La nouvelle loi est considérée comme autorisant le président russe Vladimir Poutine à recourir à la force militaire dans des cas tels que la détention, l’arrestation ou le procès de citoyens russes dans d’autres pays.
Raison : « Pour protéger les citoyens russes à l’étranger »
Selon des documents de la Douma d’État russe, le projet de loi a été élaboré dans le but de « protéger les droits des citoyens russes face aux décisions prises par des tribunaux étrangers sans la participation de la Russie ».
Le président de la Douma Viatcheslav Volodine a pris pour cible le système judiciaire occidental et a déclaré : « La justice occidentale est devenue une machine oppressive qui lutte contre ceux qui ne sont pas d’accord avec les décisions imposées par les autorités européennes ».
Volodine a fait valoir que dans ces conditions, il fallait faire tout son possible pour protéger les citoyens russes à l’étranger.
Rappel sur l’Ukraine et la Crimée
Cependant, cette justification a remis à l’ordre du jour les débats sur les interventions militaires russes dans le passé. L’administration Poutine a utilisé l’argument de la « protection de la population russophone et des citoyens russes » pour l’annexion de la Crimée et ses interventions dans l’est de l’Ukraine en 2014.

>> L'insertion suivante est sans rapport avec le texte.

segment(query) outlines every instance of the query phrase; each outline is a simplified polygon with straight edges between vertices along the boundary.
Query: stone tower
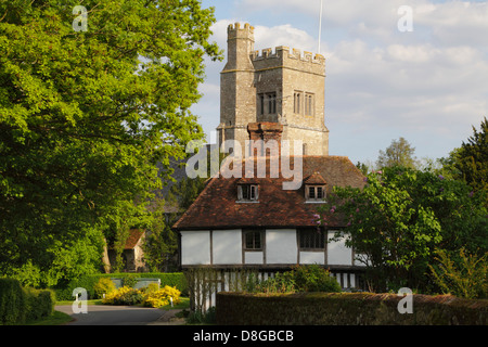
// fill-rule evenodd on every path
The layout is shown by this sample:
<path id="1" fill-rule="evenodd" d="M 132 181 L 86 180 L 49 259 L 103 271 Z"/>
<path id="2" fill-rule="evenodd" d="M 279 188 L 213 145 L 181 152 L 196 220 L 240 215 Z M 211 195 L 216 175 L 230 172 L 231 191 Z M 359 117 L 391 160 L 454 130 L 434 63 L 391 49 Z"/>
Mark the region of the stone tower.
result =
<path id="1" fill-rule="evenodd" d="M 301 140 L 304 154 L 329 155 L 324 125 L 325 59 L 277 47 L 254 50 L 254 27 L 228 27 L 228 61 L 220 74 L 219 141 L 244 150 L 249 124 L 275 123 L 282 140 Z"/>

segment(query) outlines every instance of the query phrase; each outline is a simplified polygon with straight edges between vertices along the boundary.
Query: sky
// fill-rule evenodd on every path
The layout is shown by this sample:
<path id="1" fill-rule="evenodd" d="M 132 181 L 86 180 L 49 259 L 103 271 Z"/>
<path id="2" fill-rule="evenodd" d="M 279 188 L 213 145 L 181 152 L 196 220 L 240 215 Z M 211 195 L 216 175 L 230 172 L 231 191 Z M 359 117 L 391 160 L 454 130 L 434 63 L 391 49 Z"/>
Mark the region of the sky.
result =
<path id="1" fill-rule="evenodd" d="M 325 56 L 330 155 L 371 165 L 402 137 L 419 159 L 446 157 L 488 118 L 488 1 L 322 1 L 319 35 L 320 0 L 203 0 L 215 8 L 210 41 L 226 56 L 205 61 L 192 107 L 208 140 L 220 119 L 227 27 L 236 22 L 255 27 L 255 50 Z"/>

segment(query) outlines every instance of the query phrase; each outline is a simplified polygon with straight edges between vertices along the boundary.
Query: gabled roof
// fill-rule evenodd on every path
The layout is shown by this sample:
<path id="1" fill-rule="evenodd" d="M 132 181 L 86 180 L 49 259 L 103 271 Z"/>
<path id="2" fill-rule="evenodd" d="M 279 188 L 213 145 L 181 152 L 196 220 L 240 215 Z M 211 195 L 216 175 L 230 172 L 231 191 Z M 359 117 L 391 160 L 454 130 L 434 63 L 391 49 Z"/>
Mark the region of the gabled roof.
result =
<path id="1" fill-rule="evenodd" d="M 127 237 L 126 245 L 124 249 L 132 249 L 137 246 L 139 240 L 141 240 L 141 236 L 144 234 L 144 231 L 139 229 L 130 229 L 129 230 L 129 236 Z"/>
<path id="2" fill-rule="evenodd" d="M 323 179 L 320 172 L 313 172 L 304 180 L 305 184 L 326 184 L 328 182 Z"/>
<path id="3" fill-rule="evenodd" d="M 283 190 L 284 179 L 281 175 L 281 163 L 279 177 L 270 178 L 270 167 L 273 163 L 266 159 L 267 177 L 259 178 L 256 172 L 258 162 L 262 158 L 254 158 L 255 180 L 259 183 L 259 201 L 257 203 L 242 203 L 237 200 L 237 183 L 241 178 L 223 178 L 220 175 L 211 178 L 195 202 L 175 223 L 177 230 L 208 230 L 229 228 L 293 228 L 316 227 L 313 215 L 317 214 L 318 204 L 306 203 L 304 178 L 319 176 L 326 181 L 326 192 L 330 193 L 335 185 L 362 188 L 364 185 L 361 171 L 345 156 L 303 156 L 292 157 L 292 165 L 303 159 L 303 172 L 297 179 L 300 180 L 298 190 Z M 262 162 L 261 162 L 262 163 Z M 242 162 L 242 172 L 245 176 L 246 162 Z M 318 175 L 313 176 L 314 172 Z M 224 175 L 229 177 L 229 175 Z M 330 227 L 339 227 L 341 221 Z"/>

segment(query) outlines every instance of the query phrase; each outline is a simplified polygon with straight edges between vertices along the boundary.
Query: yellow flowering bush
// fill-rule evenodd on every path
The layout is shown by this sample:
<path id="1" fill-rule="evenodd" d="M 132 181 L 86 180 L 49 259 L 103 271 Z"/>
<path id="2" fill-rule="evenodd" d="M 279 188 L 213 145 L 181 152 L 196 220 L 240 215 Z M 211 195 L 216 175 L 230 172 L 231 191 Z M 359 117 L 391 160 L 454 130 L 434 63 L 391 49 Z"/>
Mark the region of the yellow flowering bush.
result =
<path id="1" fill-rule="evenodd" d="M 144 296 L 138 290 L 123 286 L 118 290 L 112 291 L 102 299 L 102 304 L 108 305 L 136 305 L 142 303 Z"/>
<path id="2" fill-rule="evenodd" d="M 170 298 L 172 298 L 172 304 L 180 303 L 181 292 L 169 285 L 165 285 L 163 288 L 157 291 L 150 291 L 144 296 L 144 306 L 150 307 L 162 307 L 170 304 Z"/>

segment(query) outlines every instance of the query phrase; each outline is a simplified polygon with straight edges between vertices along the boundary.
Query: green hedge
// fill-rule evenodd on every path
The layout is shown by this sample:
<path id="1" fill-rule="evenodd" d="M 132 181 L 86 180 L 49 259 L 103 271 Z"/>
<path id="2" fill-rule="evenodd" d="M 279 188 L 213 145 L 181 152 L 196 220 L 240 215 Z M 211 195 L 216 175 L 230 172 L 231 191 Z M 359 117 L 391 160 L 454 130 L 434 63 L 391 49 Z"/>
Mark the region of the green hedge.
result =
<path id="1" fill-rule="evenodd" d="M 27 295 L 17 280 L 0 279 L 0 324 L 22 324 L 26 304 Z"/>
<path id="2" fill-rule="evenodd" d="M 54 312 L 53 291 L 23 288 L 17 280 L 0 279 L 0 324 L 23 324 Z"/>
<path id="3" fill-rule="evenodd" d="M 25 288 L 27 294 L 27 320 L 37 320 L 54 313 L 55 294 L 50 290 Z"/>
<path id="4" fill-rule="evenodd" d="M 401 314 L 396 294 L 217 294 L 219 325 L 487 325 L 488 300 L 450 295 L 412 296 Z"/>
<path id="5" fill-rule="evenodd" d="M 169 286 L 176 286 L 177 290 L 181 292 L 182 296 L 188 296 L 188 284 L 187 280 L 181 272 L 121 272 L 121 273 L 98 273 L 98 274 L 90 274 L 90 275 L 84 275 L 75 281 L 72 281 L 66 287 L 64 288 L 56 288 L 56 298 L 59 300 L 73 300 L 73 290 L 77 287 L 81 287 L 87 290 L 88 299 L 95 299 L 97 294 L 94 292 L 94 284 L 101 279 L 101 278 L 113 278 L 113 279 L 125 279 L 128 277 L 137 277 L 137 278 L 149 278 L 149 279 L 159 279 L 160 285 L 169 285 Z"/>

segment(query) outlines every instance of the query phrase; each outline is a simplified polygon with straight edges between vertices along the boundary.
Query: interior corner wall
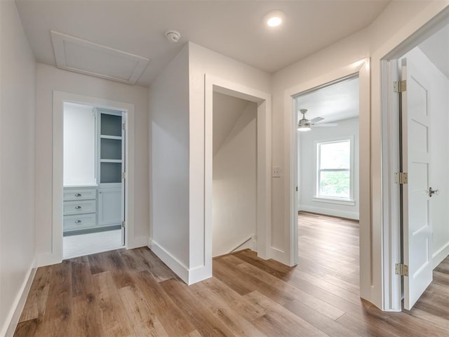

Une rhétorique similaire figure également parmi les raisons de la guerre à grande échelle lancée par la Russie contre l’Ukraine en 2022.
C’est pour cette raison que la nouvelle loi a suscité des commentaires selon lesquels elle pourrait créer une couverture juridique pour d’éventuelles mesures militaires de Moscou contre les pays voisins.
Défense « Précautions contre la russophobie »
Le président de la commission de défense de la Douma, Andreï Kartapolov, a déclaré que le projet de loi était une mesure contre la «campagne de russophobie» qui, selon lui, se poursuivait à l’étranger.
Selon Kartapolov, le règlement vise à protéger les citoyens russes contre les attaques pour des raisons politiques dans d’autres pays.
L’inquiétude grandit en Europe
La loi a renforcé les avertissements en Europe selon lesquels la Russie constitue une menace militaire directe pour les pays voisins.
Alors que les attaques de missiles et de drones de Moscou contre l’Ukraine se poursuivent, les allégations de violations par certains avions russes de la région de l’OTAN ont suscité des appels en faveur d’un renforcement des capacités de défense des pays européens.
Dans sa déclaration d’avril, le président ukrainien Volodymyr Zelenski a affirmé que les restrictions en ligne et les mesures répressives en Russie pourraient être le signe avant-coureur d’une nouvelle mobilisation militaire et d’une éventuelle nouvelle attaque. Selon Zelensky, cette attaque pourrait être dirigée vers l’Ukraine ou les pays baltes.
Les pays baltes et la Suède sont alarmés
La Russie a fait à plusieurs reprises des déclarations menaçantes à l’égard des pays baltes depuis le début de la guerre en Ukraine. C’est pourquoi, à mesure que les préoccupations sécuritaires augmentent dans la région, les pays européens reconsidèrent leurs capacités de défense et de renseignement.
Le gouvernement suédois a également annoncé cette semaine qu’il allait mettre en œuvre un projet visant à créer une nouvelle agence de renseignement qui se concentrerait sur les menaces provenant de l’étranger. Cette étape est considérée comme faisant partie du changement dans l’architecture de sécurité européenne après la guerre russe en Ukraine.